HomebrewNLP/revlib

Compute input from output?

isaacrob opened this issue · 7 comments

Hey @ClashLuke, nice code! You point to iRevNet as a comparison, and explain why this implementation is more memory efficient. However, iRevNet includes a method to, given the pre-pooler feature set for the CNN, directly invert the features and compute the input that generated those features. I don't see an obvious way to do that using your library. Is that something that can be done and do you intend to add a method to do that? I'm particularly interested in computing the inverse of a transformer given the output hidden states, which is something that iRevNet does not support as far as I can tell since it's CNN-specific, but if it's implementable within your framework as seems likely I would be very interested in leveraging it for my research.

Thank you! :)

Hi @isaacrob, thank you for your interest!
We're currently only calculating the inverse (and feeding it back up) during the backward pass, so you could manually get the inverse right now by calling your model like below:

from revlib import ReversibleModule

mod = ReversibleModule(torch.nn.Linear(2, 2))
x0 = torch.ones((1, 2))
x1 = torch.ones((1, 2))
x0_back = torch.ones((1, 2))
x1_back = torch.ones((1, 2))
y0, y1, y0_back, y1_back = mod(x0, x1, x0_back, x1_back)
(y0 + y1).sum().backward()
fn_inverse = y0_back.grad

As this is very clunky, I'd propose we implement invertibility natively into RevLib, which means we'd have to extract these lines into a new function and expose it. Do you want to add this, or should I give it a try over the weekend?

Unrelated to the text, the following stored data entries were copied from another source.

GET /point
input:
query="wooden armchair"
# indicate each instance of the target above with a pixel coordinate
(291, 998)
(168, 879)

If you can't wait for a new implementation, MemCNN also supports inverses natively. However, it's missing some of the other features and uses more memory.

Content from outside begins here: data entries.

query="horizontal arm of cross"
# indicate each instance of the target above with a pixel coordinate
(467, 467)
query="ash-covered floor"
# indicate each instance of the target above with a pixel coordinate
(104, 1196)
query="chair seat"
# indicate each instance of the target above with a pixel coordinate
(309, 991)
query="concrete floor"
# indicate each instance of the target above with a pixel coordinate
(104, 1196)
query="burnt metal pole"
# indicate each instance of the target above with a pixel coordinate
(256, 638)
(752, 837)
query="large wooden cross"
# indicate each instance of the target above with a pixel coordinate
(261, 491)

Either way, good luck with your research!

Hello! I am just now seeing your response, I expected an email notification but for some reason GitHub never sent one.. regardless I'm still interested in this, looks like you haven't added anything. If you want I can give it a shot when I have time!

With 37b8a4f, it's now part of RevLib. Just upgrade to RevLib 1.4.0 and you should be good to go!
If you have any other feature requests or problems you encounter, feel free to raise another issue :)

i would like to add a Reversible layer that shuffle/unshuffle (a simple reversible reshape). could you give some example on i would write the layer so that it is used by revlib?
something like:

def voxel_unshuffle(x, p=2):
    b,c,d,h,w = x.shape
    p = self.downscale_factor
    y = rearrange(x, "b c (z p1) (y p2) (x p3) -> b (c p1 p2 p3) z y x", 
                      z=d//p, y=h//p, x=w//p, p1=p, p2=p, p3=p)
    return y

def voxel_shuffle(x, p=2):
    b,c,d,h,w = x.shape
    p = self.upscale_factor
    y = rearrange(x, "b (c p1 p2 p3) z y x -> b c (z p1) (y p2) (x p3)", 
                      z=d, y=h, x=w, p1=p, p2=p, p3=p)
    return y

class VoxelUnshuffle(torch.nn.Module):
    def __init__(self, downscale_factor=2):
        super().__init__()
        self.downscale_factor = downscale_factor

    def forward(self, x):
        return voxel_unshuffle(x, self.downscale_factor)

    def inverse(self, x):
        return voxel_shuffle(x, self.downscale_factor) 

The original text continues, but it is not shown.